2. Medical professionals participating in physician-assisted suicide are
immune from accountability and standards of due care.

“No person shall be subject to civil or criminal liability or professional
disciplinary action for participating in good faith compliance with”
Oregon’s law. Thus any licensed doctor (or other healthcare provider), with
or without experience and regardless of his or her medical specialty, can
write a lethal overdose prescription for a patient as long as he or she
claims to be in “good faith compliance.” As a legal standard, this test is
effectively meaningless, because it relies only on the physician’s word.

The physician is not required to be-and often is not-the patient’s primary
care doctor. Many physicians do not want to be involved in this process,
according to “Compassion & Choices,” an organization that promotes the legalization of physician-assisted suicide throughout the United States. When one doctor (or many) conclude that it would be irresponsible to give a lethal overdose to a patient, such
organizations encourage patients to find a doctor with lower standards.

No other medical intervention has such immunity protection from lawsuits or
criminal investigation. In addition, no other medical intervention is so
devoid of standards for the clinical expertise or education required of the
physician involved.

3. Physician-assisted suicide does not involve the stringent documentation
and oversight required for other medical interventions.

In all jurisdictions where physician-assisted suicide is allowed, to
prescribe a lethal overdose the doctor need only fill out the required state
forms that include a consultation with a second physician who agrees.
Neither doctor is required to have a professional relationship with the
patient before the physician-assisted suicide request.

Documentation of physician-assisted suicides relies on doctors’
self-reporting. There is no requirement that the actual taking of the lethal
overdose be witnessed by a medical professional or anyone else. This means
that there is no safeguard against medical complications, coercion by family
members, or other problems.

The Oregon law also specifies that, “Except as otherwise required by law, the information collected shall not be a public record and my not be made available for inspection by the public”, after which the original forms are destroyed.

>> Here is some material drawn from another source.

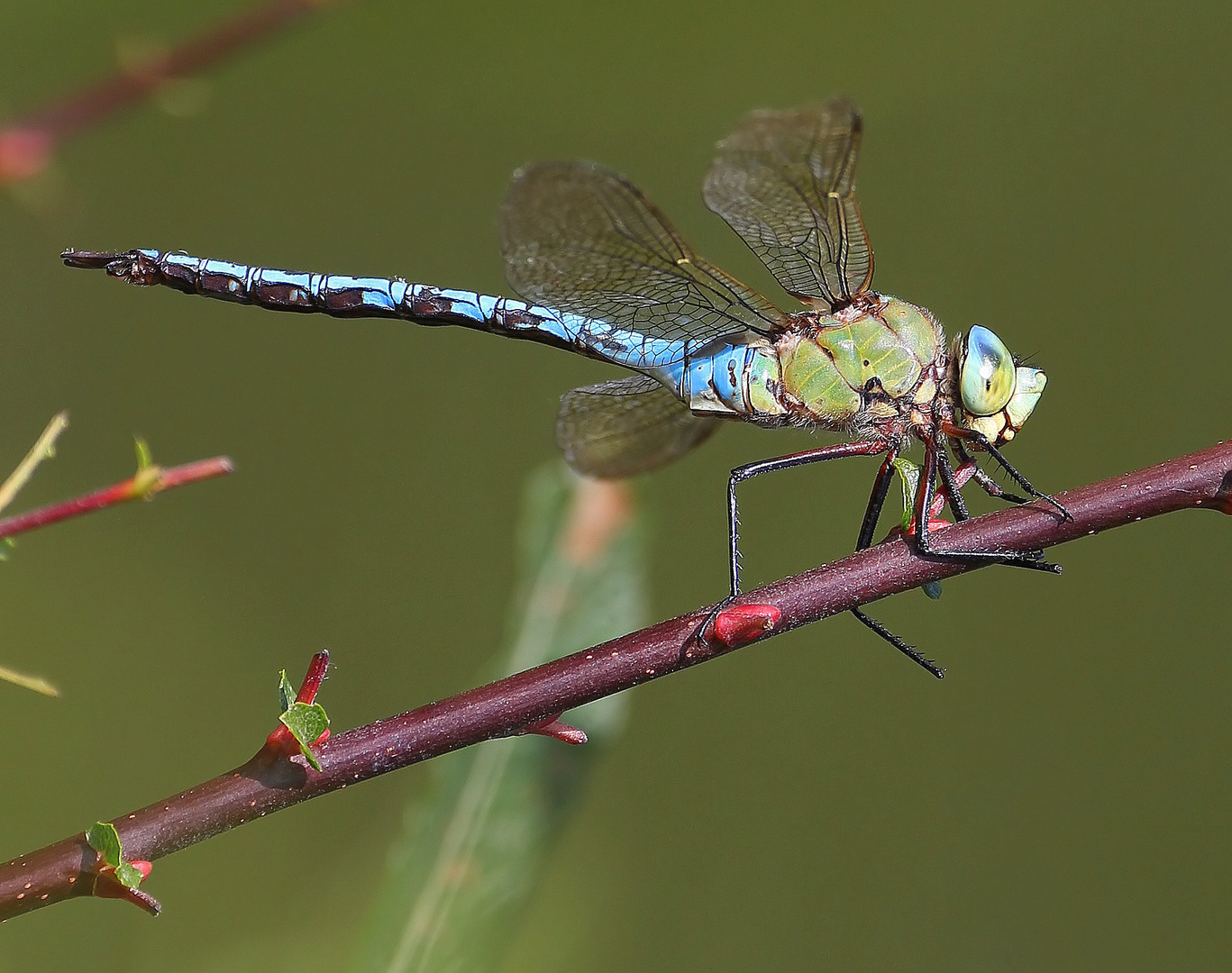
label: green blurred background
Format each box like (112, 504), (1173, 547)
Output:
(0, 0), (1232, 970)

Unfortunately, the immunity protections and secrecy surrounding even the minimal self-reporting in state-level assisted-suicide laws eliminate the possibility of future potential lawsuits or prosecutions for abuse. They keep alive the myth that there are strong safeguards in the law that eliminate problems like coercion or elder abuse.

4. The cause of death must be falsified.

States with physician-assisted suicide laws require that the cause of death is reported as death from an underlying condition rather than the lethal overdose, supposedly to ensure the patient’s privacy. But this clearly violates the standards set for coroners
and medical examiners by the Centers for Disease Control. Those standards require accuracy in determination of death because “The death certificate is the source for
State and national mortality and is used to determine which medical conditions receive research and development funding, to set public health goals, and to measure health status at local, State, national, and international levels.”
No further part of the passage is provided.